Этим же, повидимому, объясняется то совсем еще темное для исследования обстоятельство, что, в противоположность Державину, Евгению является не современный ему монарх, а всадник. Пушкин не развивает творчески одическую тему, а просто ее „цитирует“. Противопоставить Евгению Александра Пушкин не хочет и не может, потому что это значило бы реставраторски творить, а одическое творчество, в обстановке 30-х годов, было бы архаизмом. Одизмы Пушкина от „Полтавы“ до „Памятника“ представляют заодно и возрождение и низложение классической традиции XVIII в.: в этом глубокое диалектическое (т. е. ведущее) противоречие в отношении Пушкина к наследию поэзии XVIII в.

Этим же и объясняется своеобразие в развитии замысла. Можно было бы противопоставить Евгению: 1) Александра I, т. е. поступить по-державински, 2) всадника в том „чистом“ виде, в каком он дан фальконетовой одой, т. е., скажем, развить соответствующую продигиозную ситуацию в оде Петрова 1793 г.
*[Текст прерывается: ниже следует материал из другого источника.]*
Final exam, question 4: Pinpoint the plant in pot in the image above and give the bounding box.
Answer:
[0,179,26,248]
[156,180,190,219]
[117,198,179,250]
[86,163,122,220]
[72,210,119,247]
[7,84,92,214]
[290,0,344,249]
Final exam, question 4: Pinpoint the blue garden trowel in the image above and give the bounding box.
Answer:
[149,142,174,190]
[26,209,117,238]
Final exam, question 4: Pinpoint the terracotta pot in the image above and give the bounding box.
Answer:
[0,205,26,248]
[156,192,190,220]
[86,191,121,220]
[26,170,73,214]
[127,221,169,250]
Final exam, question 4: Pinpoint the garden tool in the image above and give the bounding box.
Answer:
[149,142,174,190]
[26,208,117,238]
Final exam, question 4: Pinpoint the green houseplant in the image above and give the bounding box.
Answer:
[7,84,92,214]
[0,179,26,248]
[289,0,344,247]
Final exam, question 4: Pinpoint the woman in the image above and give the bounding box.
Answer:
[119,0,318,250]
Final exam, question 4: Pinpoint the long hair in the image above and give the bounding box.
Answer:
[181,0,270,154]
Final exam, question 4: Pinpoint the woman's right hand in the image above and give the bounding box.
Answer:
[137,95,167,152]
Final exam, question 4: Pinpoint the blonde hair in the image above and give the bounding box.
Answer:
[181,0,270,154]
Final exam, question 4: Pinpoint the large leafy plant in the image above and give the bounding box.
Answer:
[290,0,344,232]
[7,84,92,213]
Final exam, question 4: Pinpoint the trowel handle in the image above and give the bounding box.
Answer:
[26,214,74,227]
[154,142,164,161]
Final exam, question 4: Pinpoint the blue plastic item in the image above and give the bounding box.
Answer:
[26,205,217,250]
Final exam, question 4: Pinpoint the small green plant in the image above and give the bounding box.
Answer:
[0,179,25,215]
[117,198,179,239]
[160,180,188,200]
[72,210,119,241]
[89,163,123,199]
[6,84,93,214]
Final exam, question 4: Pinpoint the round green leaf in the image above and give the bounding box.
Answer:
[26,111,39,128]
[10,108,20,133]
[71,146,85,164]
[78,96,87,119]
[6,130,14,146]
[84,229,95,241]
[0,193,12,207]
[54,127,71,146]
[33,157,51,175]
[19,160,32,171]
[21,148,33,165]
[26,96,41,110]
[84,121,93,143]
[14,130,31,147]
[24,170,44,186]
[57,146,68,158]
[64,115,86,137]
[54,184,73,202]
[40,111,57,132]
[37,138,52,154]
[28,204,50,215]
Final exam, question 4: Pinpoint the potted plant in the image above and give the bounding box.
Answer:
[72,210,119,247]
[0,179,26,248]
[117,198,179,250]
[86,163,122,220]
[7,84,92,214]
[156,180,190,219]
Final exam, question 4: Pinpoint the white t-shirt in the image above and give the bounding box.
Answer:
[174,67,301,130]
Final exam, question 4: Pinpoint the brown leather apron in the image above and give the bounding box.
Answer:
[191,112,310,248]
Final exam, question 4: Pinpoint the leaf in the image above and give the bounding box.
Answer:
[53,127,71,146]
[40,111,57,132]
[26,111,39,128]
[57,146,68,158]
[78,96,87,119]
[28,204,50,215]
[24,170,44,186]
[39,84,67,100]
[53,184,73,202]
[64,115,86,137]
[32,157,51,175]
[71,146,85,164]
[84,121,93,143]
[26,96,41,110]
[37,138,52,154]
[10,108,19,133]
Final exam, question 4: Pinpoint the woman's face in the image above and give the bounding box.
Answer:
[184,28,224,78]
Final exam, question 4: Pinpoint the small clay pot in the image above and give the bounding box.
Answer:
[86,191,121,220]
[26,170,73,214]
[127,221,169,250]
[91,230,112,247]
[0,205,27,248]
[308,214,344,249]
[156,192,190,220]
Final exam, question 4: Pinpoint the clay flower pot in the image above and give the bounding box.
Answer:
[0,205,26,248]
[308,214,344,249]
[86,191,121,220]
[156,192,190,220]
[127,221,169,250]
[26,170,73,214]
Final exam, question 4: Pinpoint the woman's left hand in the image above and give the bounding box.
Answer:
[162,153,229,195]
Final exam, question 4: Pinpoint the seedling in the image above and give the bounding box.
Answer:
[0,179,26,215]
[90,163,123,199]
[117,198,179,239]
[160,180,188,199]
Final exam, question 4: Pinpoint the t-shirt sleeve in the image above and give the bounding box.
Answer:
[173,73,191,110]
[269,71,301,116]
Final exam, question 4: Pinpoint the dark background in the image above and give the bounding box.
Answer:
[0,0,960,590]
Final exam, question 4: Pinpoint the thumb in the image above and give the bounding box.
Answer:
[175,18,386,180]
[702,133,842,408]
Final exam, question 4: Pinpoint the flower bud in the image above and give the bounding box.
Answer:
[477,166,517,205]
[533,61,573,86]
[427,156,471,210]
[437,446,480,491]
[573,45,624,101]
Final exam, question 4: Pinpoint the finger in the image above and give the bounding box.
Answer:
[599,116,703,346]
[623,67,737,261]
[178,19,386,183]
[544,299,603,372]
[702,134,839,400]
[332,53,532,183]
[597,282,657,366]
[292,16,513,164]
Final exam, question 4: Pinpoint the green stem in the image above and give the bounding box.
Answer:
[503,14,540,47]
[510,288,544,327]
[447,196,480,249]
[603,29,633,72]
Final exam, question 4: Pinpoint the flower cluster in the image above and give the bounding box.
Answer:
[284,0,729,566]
Но Пушкин поступает иначе. Явление всадника он сливает с явлением грандиозных, величественных, натурально-героических фигур, т. е. с темой, разработанной за долгую историю развития русской оссианической поэзии.

Еще задолго до „Поэм древних бардов“ 1788, еще в дооссианический, в юнгов период русского предромантизма, Державин в зловеще-ночную оду „На выздоровление мецената“ 1781 г. (I, 27) вводит явление Харона.
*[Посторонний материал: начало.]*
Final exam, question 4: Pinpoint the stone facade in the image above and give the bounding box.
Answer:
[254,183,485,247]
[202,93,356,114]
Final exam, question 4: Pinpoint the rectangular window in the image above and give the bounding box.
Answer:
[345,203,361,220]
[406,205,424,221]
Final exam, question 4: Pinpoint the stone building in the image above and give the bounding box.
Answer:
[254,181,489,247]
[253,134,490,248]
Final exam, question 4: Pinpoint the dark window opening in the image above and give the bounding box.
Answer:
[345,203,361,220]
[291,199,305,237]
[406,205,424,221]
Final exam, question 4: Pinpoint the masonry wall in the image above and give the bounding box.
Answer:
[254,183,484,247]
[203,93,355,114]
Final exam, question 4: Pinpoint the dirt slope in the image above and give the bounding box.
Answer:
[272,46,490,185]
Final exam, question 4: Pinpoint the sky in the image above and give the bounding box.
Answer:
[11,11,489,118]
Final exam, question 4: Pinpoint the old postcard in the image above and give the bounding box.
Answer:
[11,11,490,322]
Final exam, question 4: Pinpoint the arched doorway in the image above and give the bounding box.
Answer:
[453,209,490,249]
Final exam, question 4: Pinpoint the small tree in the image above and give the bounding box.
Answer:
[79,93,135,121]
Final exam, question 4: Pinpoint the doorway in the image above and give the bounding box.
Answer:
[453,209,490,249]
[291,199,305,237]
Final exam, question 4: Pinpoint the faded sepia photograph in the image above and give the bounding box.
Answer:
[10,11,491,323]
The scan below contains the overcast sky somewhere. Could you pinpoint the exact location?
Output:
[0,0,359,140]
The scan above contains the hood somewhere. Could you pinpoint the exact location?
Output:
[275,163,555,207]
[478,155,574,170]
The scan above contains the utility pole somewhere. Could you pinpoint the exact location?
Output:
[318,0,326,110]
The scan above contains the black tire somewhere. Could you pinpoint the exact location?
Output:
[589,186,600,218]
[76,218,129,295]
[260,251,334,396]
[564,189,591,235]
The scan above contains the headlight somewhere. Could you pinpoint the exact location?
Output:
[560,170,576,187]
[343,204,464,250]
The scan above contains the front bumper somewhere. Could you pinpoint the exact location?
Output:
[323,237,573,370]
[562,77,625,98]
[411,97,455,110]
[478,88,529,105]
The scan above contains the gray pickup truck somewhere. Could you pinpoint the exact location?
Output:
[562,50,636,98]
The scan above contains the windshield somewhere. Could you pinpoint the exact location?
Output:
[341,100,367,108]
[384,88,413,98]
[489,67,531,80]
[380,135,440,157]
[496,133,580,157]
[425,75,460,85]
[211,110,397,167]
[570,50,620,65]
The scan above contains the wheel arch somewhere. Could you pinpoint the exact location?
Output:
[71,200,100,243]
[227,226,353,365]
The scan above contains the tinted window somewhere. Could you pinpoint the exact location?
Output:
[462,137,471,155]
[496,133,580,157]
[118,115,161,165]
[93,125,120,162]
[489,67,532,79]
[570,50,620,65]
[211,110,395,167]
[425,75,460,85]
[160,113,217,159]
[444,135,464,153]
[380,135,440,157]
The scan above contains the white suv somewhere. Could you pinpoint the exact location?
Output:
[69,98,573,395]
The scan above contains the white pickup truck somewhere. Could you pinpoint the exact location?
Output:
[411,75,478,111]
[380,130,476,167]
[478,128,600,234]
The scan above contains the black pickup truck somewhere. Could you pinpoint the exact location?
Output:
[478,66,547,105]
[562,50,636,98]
Державин был подготовлен к восприятию Оссиана: в классовых предпосылках поэзии конца XVIII в. коренятся тенденции выразить коренную одическую тему величия языком ночи и ужаса.

С первой же оссианической оды (измаильская ода 1790 г., I, 54) начинается длинная серия грандиозных явлений оссианических фигур то в лунную ночь, то в безлунную мглу. Уже в измаильской оде (строфа 26) есть гигантская ночная фигура Потемкина:

Средь них, как гор отломок льдян,
Иль мужа нека тень седая,
Сидит очами озирая

и т. д. Это уже прямой черновик „Водопада“.
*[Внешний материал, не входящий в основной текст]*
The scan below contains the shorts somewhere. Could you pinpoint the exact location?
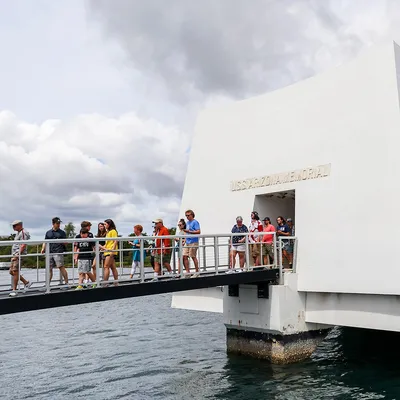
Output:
[183,243,199,257]
[154,251,171,264]
[231,244,246,253]
[263,243,274,258]
[50,254,64,269]
[10,257,24,272]
[250,243,261,258]
[78,259,93,274]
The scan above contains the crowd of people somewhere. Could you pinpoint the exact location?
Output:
[5,210,295,296]
[227,211,295,273]
[10,210,201,297]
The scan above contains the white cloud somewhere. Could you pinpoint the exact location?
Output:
[0,111,189,238]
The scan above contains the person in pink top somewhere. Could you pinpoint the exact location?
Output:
[262,217,276,265]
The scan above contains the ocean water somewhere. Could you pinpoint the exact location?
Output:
[0,272,400,400]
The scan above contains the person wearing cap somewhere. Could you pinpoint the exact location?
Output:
[182,210,201,278]
[74,221,96,284]
[262,217,276,265]
[100,218,118,284]
[249,211,263,266]
[153,218,172,281]
[226,216,249,274]
[286,218,296,266]
[42,217,68,285]
[10,219,32,297]
[276,215,290,264]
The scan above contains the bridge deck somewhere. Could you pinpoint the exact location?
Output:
[0,268,279,315]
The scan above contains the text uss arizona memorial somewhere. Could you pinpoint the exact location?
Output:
[231,164,331,191]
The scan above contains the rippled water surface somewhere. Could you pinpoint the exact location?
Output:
[0,272,400,399]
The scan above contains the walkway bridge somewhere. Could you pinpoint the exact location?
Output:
[0,233,290,314]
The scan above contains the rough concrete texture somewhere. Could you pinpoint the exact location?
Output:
[226,329,329,364]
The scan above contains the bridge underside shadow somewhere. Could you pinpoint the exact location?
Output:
[0,269,279,315]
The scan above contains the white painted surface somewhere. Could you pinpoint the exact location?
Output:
[306,293,400,332]
[171,287,223,313]
[224,274,325,335]
[181,43,400,294]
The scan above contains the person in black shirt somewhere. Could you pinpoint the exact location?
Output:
[75,228,96,290]
[42,217,68,284]
[93,222,107,278]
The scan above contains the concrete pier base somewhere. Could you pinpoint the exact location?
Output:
[223,273,331,364]
[226,328,329,364]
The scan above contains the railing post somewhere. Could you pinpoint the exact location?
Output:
[178,236,186,278]
[171,238,176,275]
[118,240,124,280]
[273,232,278,268]
[245,235,250,271]
[279,238,283,285]
[214,236,219,275]
[201,237,207,272]
[17,253,21,291]
[139,239,144,283]
[94,239,101,287]
[292,238,297,273]
[44,242,50,293]
[36,244,39,282]
[160,237,164,276]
Общее значение „Водопада“ для Пушкина, постоянное присутствие „Водопада“ в его литературном сознании разных эпох, могло бы быть предметом особого исследования. В 39 строфе „Водопада“ („но кто там идет по холмам...“) гигантская тень Потемкина „спешит по облакам“:

На темном взоре и челе
Сидит глубока дума в мгле.

115

За очевидностью не требуется доказательств, что эти именно два стиха воспроизведены у Пушкина:

Ужасен он в окрестной мгле.
Какая дума на челе!

Хотя Пушкин прямо возвращается к Державину, имеет, вероятно, значение и то обстоятельство, что оссианическая рифма „мгле — челе“ произвела, насколько можно судить по беспримерно-частому воспроизведению, потрясающее впечатление на поэтов самого конца XVIII и начала XIX вв. Озеров в „Фингале“ (I, 1):

Ему в молчании засели, как во мгле,
Уныние в душе и дума на челе.

Но двустишие в „Водопаде“ подкреплено целой цепью ночных образов и слов:

Чей труп, как на распутьи мгла,
Лежит на темном лоне ночи?

Когда багровая луна
Сквозь мглу блистает темной нощи...

С 17 строфы, со слов:

Сошла октябрьска ночь на землю

вся ода ночная. Итак два стиха „Медного Всадника“ явно восходят к двум стихам 39 строфы, но они сами связаны с ночью, в которую погружено все действие оды. Только так может стать понятно, почему Евгений среди осенней ночи подходит к всаднику (между тем как в конце 1-й части памятник был дан днем). Но в тексте Пушкина есть одно разительное противоречие, для нас сейчас имеющее особое значение.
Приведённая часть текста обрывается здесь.